For we certainly still live in a world full of predators. Our news is filled with stories of individuals in power preying upon those who are weak, innocent, young. Politicians resigning from office, is only the tip of the iceberg in terms of the ways that predatory behavior around sex and gender have permeated our world, our families, our work places. We are increasingly aware in our schools of the presence and patterns of bullies and the ways in which social media has only sharpened their teeth and increased their reach. Predatory loan practices are big business these days.

We live in a world in which institutions and societies, even entire nations, still prey upon those who are poor or in need. The disregard for human life and dignity perpetrated by those bend on paths of terrorism and destruction is increasing rea. There are predators today just as ferocious and fearsome as the Assyrian Empire was in Isaiah’s day.

The vision of the Prophet Isaiah, the fleeting glimpse of the wolf and lion lying down with the lamb and calf is powerful, because it is the very change that we wish for, yearn for, right here and right now. We pray for a world in which might would not make right. In which what is empty would be filled. A world of free from war, terrorism, abuse, and violence. We pray as we sing, “Bid envy, strife, and discord cease. Fill the whole world with heaven’s peace.”

And while Isaiah’s vision may seem so far gone, so out there, that it feels impossible, the truth is, it is has already begun! He says, “a little child shall lead them.” In the good news of the Christian gospel we know the truth, we sing it and proclaim it, that this little child has already come. That the prince of peace has been born in a stable and that his rule has already begun. It not yet finished (not by a long shot) but it has begun.

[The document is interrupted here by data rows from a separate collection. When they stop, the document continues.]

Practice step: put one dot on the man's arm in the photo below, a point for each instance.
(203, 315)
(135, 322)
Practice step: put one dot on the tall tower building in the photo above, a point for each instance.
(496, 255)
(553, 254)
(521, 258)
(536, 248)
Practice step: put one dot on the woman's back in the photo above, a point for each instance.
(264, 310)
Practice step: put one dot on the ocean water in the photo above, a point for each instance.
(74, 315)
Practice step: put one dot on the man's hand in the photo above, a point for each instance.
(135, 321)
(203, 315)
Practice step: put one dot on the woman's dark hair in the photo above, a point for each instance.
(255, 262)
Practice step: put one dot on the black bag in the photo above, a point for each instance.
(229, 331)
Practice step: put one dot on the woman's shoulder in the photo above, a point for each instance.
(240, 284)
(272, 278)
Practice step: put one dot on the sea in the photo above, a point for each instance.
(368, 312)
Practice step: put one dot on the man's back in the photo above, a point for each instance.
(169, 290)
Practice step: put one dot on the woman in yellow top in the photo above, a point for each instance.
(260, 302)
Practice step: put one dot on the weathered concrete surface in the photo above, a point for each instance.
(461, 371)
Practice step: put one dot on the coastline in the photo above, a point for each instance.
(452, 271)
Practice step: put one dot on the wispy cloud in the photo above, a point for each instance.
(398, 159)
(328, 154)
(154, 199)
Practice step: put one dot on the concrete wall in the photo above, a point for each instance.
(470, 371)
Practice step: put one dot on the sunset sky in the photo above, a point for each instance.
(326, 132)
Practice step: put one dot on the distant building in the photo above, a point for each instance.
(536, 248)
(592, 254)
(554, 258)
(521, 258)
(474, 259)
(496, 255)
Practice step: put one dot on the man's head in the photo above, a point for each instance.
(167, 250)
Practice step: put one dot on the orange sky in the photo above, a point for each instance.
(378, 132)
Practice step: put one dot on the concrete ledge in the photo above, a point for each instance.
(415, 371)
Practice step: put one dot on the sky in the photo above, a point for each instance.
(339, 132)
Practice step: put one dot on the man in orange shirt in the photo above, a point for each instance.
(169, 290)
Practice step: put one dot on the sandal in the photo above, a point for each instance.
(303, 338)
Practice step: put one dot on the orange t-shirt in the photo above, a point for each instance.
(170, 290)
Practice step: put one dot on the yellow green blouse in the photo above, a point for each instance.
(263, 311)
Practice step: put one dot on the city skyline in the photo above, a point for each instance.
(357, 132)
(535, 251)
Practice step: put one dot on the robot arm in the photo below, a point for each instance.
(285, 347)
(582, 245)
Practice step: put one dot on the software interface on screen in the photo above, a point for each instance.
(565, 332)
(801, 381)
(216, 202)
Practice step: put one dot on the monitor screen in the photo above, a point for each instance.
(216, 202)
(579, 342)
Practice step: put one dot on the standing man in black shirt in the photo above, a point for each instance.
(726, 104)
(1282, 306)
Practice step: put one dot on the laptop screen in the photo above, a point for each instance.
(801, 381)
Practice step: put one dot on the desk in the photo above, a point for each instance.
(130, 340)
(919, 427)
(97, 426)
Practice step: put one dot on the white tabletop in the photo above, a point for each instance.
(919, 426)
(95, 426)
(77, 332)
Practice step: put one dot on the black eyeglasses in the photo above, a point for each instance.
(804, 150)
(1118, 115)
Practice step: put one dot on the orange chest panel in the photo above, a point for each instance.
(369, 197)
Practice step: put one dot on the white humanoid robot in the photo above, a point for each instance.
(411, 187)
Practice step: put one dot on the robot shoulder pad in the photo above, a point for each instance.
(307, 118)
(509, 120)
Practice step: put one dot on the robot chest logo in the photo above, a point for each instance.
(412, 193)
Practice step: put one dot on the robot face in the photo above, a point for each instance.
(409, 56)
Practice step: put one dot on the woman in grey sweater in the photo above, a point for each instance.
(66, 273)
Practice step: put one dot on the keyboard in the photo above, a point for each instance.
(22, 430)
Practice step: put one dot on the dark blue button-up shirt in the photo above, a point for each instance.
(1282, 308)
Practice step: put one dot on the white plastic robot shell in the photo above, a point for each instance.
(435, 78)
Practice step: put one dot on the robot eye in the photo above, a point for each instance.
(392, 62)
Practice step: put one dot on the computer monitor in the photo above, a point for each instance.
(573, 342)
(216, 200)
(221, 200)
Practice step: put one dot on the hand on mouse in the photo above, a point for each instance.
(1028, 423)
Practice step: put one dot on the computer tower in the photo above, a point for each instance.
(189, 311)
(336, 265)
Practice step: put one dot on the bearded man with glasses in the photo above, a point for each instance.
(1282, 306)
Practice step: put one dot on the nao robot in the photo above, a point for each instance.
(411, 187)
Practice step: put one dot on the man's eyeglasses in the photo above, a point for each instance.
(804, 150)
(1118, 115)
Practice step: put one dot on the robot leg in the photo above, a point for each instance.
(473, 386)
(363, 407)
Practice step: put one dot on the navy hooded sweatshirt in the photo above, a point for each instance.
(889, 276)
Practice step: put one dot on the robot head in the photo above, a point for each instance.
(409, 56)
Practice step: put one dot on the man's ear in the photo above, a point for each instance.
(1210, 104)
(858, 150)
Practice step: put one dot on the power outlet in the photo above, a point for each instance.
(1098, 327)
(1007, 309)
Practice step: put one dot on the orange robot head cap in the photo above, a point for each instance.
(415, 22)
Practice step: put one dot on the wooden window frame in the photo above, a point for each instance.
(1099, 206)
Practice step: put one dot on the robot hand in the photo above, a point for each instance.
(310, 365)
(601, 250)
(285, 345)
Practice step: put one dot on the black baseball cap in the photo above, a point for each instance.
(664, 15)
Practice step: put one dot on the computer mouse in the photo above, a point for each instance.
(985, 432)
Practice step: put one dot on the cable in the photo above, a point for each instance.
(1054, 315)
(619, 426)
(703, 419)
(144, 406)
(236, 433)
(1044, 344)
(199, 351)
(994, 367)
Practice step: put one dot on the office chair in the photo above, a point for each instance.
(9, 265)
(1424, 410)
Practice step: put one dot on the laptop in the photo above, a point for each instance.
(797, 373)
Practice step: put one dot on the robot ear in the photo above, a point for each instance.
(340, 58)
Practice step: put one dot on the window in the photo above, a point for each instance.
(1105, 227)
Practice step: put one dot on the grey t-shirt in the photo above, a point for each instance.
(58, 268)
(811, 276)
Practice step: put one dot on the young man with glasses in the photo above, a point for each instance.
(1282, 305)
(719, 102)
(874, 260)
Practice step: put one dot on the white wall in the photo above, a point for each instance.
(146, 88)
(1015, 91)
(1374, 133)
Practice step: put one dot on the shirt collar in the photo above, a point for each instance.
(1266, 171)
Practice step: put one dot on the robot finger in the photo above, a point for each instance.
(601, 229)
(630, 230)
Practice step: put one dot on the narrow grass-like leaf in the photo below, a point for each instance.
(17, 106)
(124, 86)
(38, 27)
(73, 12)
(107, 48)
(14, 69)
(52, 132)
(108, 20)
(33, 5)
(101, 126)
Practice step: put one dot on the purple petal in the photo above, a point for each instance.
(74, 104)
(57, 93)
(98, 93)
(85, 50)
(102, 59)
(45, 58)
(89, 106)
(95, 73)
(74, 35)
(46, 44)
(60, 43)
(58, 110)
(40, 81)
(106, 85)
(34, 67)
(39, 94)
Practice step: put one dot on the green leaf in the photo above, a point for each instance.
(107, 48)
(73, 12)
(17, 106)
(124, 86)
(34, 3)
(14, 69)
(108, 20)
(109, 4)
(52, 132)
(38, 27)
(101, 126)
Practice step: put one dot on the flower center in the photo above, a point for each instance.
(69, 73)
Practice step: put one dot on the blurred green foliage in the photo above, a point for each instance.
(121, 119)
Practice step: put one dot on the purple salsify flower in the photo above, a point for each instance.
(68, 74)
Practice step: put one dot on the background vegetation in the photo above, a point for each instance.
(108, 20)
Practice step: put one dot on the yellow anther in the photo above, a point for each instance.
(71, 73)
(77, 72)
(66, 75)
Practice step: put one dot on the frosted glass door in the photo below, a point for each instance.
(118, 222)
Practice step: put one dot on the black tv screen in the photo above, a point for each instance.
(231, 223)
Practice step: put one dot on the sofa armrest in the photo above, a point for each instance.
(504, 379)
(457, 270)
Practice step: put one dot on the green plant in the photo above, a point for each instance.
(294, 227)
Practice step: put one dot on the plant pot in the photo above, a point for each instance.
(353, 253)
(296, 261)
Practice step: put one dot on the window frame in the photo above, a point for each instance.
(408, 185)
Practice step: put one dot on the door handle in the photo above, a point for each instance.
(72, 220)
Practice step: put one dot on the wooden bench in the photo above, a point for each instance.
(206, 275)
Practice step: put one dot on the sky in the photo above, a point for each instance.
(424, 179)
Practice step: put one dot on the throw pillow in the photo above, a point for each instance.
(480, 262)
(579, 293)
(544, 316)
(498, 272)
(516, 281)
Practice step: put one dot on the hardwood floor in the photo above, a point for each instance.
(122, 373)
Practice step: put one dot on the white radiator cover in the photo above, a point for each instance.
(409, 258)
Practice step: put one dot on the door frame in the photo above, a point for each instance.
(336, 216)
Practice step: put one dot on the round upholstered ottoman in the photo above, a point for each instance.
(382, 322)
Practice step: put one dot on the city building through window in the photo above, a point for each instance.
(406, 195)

In this season of Advent we speak this double truth. On the one hand we celebrate the good news of his birth, his new life amidst all the stumps of our fallen world. And in the very same breath we confess that his kingdom is not yet fully come, his will is not yet done on earth as it is in heaven. Isaiah’s vision of the prince of peace and the transformation of creation grounds our hope in God’s promise, and it pushes us to work, to strive, to struggle and sacrifice for the day when the world shall lay down his weapons and lie down with the lamb. When the lonely shall be lifted up. When the vulnerable shall be at peace.

O come, O come, Emmanuel! To God alone be the glory.

Scripture

Isaiah 11: 1-9

A shoot shall come out from the stump of Jesse, and a branch shall grow out of his roots. The spirit of the Lord shall rest on him, the spirit of wisdom and understanding, the spirit of counsel and might, the spirit of knowledge and the fear of the Lord. His delight shall be in the fear of the Lord. He shall not judge by what his eyes see, or decide by what his ears hear; but with righteousness he shall judge the poor, and decide with equity for the meek of the earth; he shall strike the earth with the rod of his mouth, and with the breath of his lips he shall kill the wicked. Righteousness shall be the belt around his waist, and faithfulness the belt around his loins.

The wolf shall live with the lamb, the leopard shall lie down with the kid, the calf and the lion and the fatling together, and a little child shall lead them. The cow and the bear shall graze, their young shall lie down together; and the lion shall eat straw like the ox. The nursing child shall play over the hole of the asp, and the weaned child shall put its hand on the adder’s den. They will not hurt or destroy on all my holy mountain; for the earth will be full of the knowledge of the Lord as the waters cover the sea.